O objectivo desta cáfila que se apresenta travestida de grandes sumidades é óbvio: tornar mais aceitável a austeridade real! Quanto mais negras forem as cores com que pinta a situação e mais gravosas as medidas que anuncia como inevitáveis (palavra abusada e muito desgastada!), mais resignada se espera venha a ser depois a sua aceitação pelos seus destinatários. Trata-se, no fim de contas, de uma espécie de preparação ‘pedagógica’ pelo susto, destinada a evitar acções de rejeição desta escalada de austeridade, que leve as pessoas, assim que o pacote de medidas for revelado, a desabafar, quase aliviadas: afinal podia ter sido bem pior...

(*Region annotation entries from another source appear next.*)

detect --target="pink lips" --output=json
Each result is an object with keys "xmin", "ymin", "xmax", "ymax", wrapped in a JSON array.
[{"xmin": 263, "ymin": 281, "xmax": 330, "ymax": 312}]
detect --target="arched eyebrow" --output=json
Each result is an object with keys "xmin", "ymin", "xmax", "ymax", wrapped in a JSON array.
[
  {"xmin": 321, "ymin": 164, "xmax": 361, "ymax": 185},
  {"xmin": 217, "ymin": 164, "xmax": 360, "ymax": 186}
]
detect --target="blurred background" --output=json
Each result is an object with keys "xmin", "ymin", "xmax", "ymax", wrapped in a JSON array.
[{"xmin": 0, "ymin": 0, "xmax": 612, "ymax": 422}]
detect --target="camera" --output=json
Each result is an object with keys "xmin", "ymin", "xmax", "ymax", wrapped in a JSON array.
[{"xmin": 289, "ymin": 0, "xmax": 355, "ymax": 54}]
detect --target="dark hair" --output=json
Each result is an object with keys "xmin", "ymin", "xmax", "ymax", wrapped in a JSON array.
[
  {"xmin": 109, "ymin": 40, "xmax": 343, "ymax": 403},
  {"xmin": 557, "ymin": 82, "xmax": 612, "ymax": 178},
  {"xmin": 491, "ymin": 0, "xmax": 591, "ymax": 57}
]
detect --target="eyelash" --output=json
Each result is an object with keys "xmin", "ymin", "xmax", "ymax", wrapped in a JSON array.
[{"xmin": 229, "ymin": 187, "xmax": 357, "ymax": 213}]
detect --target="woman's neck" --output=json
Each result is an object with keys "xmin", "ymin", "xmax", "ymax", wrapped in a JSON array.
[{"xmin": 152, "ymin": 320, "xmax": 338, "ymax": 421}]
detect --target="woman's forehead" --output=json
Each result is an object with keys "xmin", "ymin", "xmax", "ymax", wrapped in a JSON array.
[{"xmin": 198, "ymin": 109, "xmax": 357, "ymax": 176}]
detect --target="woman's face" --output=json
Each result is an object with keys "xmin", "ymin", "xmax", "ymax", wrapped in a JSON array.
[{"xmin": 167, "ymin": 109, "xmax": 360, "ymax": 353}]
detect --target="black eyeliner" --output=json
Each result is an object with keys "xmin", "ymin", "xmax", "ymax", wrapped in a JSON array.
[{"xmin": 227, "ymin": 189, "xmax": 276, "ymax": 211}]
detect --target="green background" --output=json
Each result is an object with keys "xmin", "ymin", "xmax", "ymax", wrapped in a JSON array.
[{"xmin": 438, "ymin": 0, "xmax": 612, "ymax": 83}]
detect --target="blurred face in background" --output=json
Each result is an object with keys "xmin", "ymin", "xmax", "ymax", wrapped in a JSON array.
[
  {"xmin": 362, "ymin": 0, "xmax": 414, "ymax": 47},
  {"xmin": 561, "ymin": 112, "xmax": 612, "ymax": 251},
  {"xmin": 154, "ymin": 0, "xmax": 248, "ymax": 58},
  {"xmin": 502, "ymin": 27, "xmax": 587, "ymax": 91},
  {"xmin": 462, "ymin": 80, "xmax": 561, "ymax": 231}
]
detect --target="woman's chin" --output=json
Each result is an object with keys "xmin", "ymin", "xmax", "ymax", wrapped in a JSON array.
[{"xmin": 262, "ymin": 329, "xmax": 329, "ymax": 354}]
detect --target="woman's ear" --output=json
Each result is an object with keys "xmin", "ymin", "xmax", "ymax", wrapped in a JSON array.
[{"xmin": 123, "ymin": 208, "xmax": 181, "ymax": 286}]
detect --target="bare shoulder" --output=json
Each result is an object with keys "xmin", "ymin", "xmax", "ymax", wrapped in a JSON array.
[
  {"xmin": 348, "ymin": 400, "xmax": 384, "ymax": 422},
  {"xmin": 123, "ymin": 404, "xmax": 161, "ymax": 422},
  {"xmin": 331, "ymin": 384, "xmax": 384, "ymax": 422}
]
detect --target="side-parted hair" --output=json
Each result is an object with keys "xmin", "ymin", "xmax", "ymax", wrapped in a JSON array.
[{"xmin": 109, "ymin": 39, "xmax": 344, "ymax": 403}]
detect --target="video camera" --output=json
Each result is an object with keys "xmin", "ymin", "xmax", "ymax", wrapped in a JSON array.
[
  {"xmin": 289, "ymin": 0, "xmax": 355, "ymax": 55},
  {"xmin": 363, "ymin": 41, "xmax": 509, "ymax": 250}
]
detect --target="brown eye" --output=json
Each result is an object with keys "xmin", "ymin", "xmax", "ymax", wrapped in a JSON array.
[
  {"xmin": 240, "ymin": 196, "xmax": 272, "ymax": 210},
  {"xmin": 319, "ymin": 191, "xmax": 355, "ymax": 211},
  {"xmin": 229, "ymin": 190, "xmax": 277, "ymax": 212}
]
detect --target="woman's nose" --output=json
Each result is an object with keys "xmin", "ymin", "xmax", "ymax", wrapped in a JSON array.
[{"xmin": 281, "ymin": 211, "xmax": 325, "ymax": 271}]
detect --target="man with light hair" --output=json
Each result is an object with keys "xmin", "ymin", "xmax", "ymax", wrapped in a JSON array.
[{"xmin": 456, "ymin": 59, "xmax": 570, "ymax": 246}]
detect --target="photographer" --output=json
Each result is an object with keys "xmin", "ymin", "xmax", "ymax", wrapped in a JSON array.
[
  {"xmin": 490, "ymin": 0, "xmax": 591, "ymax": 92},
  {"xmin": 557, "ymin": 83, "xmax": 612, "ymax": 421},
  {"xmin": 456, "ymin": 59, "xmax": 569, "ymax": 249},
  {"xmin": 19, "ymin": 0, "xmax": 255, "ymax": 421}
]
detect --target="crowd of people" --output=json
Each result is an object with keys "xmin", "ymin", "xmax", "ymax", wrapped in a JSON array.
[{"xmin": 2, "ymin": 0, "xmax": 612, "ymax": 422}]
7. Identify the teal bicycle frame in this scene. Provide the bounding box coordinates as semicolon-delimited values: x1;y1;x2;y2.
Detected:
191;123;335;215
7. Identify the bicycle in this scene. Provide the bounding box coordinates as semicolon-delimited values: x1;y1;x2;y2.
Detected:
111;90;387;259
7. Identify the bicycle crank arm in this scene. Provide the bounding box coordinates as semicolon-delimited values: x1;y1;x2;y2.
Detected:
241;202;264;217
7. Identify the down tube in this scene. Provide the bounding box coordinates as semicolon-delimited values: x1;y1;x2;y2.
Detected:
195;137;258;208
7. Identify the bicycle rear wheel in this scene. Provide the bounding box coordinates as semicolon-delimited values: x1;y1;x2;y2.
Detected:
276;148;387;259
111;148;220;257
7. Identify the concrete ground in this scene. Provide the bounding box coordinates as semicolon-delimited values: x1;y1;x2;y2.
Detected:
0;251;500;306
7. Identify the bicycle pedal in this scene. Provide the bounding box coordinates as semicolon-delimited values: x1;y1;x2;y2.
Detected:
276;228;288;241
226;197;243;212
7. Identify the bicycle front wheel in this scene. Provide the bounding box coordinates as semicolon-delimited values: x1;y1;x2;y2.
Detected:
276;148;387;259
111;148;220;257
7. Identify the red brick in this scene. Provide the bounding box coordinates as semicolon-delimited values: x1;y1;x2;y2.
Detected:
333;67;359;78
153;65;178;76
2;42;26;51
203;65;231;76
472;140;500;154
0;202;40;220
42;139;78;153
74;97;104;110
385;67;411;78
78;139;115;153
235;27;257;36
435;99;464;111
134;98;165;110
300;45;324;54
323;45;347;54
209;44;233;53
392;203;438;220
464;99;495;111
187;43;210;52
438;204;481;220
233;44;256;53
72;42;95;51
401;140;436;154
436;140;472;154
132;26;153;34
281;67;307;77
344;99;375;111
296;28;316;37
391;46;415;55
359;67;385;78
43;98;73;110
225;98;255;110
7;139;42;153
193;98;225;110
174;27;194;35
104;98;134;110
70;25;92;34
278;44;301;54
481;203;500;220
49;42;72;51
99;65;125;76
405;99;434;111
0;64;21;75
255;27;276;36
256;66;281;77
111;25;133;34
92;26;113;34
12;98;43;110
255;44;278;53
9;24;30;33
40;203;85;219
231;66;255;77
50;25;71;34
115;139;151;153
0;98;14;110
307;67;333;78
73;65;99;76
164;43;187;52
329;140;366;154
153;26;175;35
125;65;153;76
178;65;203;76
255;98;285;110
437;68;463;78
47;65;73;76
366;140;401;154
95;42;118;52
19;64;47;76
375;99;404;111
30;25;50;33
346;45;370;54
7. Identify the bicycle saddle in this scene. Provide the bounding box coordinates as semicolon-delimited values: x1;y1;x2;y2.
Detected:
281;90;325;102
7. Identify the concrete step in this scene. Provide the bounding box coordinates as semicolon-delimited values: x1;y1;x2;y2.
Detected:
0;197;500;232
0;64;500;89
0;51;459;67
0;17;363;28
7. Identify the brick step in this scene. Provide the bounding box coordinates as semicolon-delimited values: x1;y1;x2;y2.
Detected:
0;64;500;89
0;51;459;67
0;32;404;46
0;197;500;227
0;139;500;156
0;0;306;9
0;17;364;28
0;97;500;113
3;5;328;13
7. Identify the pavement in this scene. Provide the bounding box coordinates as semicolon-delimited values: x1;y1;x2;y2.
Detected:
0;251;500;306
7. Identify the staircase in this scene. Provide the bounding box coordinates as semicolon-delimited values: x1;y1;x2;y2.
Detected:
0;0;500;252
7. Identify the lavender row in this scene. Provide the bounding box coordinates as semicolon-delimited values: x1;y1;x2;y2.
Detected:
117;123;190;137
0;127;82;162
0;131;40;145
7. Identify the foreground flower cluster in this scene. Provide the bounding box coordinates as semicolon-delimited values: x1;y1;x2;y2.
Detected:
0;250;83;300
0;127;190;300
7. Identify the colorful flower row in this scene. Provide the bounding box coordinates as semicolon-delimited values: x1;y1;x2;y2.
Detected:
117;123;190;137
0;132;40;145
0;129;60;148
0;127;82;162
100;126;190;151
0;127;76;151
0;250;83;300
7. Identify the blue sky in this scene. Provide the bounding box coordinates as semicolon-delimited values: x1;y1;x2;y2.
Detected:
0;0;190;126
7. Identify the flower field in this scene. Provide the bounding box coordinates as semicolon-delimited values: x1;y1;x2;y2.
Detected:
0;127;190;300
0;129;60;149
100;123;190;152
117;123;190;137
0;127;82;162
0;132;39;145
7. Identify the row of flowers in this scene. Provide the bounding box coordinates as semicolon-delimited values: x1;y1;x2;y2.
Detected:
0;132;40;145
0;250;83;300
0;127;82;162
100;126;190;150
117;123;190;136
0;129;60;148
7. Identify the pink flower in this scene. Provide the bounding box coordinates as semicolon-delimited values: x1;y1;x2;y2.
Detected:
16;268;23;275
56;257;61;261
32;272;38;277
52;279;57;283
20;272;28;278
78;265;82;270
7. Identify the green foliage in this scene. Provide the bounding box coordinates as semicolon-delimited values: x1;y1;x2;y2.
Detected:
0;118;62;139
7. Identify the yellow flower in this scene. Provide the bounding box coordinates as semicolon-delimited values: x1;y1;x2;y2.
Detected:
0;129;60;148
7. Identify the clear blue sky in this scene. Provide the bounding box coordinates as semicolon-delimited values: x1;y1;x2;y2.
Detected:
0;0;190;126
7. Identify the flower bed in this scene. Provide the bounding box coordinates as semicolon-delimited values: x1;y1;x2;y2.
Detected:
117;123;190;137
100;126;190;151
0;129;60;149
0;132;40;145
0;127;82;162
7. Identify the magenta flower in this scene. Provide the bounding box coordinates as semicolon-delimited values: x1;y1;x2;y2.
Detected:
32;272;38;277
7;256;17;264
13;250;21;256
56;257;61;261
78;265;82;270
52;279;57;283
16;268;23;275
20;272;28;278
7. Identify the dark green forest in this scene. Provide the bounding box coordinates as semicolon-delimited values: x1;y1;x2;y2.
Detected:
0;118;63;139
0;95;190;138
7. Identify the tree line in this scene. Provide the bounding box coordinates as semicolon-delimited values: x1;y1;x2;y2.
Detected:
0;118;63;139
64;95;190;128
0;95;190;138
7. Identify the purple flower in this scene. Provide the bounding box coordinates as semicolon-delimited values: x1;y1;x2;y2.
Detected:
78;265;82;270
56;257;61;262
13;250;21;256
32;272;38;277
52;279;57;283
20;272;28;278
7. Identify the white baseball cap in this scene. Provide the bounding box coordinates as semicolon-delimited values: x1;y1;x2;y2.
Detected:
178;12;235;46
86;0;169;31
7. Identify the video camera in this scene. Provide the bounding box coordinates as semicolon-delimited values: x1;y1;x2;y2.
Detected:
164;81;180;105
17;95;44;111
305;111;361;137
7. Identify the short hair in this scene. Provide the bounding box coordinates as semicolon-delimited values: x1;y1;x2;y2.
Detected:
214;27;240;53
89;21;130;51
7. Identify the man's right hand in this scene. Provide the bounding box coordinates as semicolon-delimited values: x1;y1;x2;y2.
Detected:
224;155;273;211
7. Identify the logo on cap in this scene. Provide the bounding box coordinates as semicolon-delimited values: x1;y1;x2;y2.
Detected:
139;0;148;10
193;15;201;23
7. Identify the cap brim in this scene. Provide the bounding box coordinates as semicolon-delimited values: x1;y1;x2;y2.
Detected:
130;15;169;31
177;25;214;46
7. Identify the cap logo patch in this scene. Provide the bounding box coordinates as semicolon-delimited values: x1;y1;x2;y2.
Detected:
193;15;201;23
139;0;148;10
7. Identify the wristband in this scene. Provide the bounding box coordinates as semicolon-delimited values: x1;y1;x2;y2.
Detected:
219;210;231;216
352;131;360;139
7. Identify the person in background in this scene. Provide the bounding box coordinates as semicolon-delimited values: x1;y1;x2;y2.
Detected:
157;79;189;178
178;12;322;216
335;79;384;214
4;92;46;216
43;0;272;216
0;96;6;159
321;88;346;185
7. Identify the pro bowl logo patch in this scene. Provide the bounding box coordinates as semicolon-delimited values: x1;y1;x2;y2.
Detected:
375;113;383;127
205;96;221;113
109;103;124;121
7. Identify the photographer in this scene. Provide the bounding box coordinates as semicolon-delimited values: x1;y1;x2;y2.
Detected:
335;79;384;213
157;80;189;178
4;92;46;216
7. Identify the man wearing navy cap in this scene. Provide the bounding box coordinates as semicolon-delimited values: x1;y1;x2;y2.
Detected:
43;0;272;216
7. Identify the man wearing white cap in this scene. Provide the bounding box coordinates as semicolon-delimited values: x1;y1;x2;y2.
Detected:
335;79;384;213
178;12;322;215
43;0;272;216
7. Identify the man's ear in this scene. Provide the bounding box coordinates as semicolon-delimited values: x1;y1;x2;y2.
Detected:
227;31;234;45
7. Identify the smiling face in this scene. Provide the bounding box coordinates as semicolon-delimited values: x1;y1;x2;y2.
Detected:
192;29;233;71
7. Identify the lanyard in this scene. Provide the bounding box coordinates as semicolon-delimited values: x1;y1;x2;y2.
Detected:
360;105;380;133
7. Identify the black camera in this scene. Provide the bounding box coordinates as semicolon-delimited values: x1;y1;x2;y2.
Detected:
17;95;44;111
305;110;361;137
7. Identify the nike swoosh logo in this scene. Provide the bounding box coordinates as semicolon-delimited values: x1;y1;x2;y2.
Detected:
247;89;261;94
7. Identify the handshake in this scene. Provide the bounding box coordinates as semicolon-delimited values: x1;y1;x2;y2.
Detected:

Por debaixo de tanta apreensão, semblantes carregados a condizer, por vezes mesmo o rasgar de vestes clamando inocência por tamanho opróbrio pátrio (de que se dizem também vítimas), apenas uma coisa verdadeiramente os preocupa: que venha a ser posta em causa a estabilidade social, garante da comodidade das suas posições pessoais! Porque as verdadeiras vítimas (tenho-o vindo a afirmar com insistência), encontram-se sobretudo entre os que perdem o trabalho ou não o conseguem obter – num desfecho, é certo, há muito anunciado como resultado incontornável da lógica que governa o sistema... e nos desgoverna!

Agitar o medo é recurso antigo e de resultados comprovados. Tentar impor pelo medo o que não se consegue pela persuasão é, afinal, arma desde sempre utilizada e a que facilmente recorrem os poderes instalados. Muitas e variadas maneiras foram adoptadas, conforme os sítios e as pessoas, ao longo da História, indo da opressão e violência física, à coacção e violência verbal – hoje pela privilegiada utilização dos ‘media’.

Tal manipulação de sentimentos constitui, afinal, nas sociedades actuais, mais um sintoma preocupante de menorização desta democracia (supostamente governo da maioria), cada vez mais subordinada a interesses particulares e de grupo.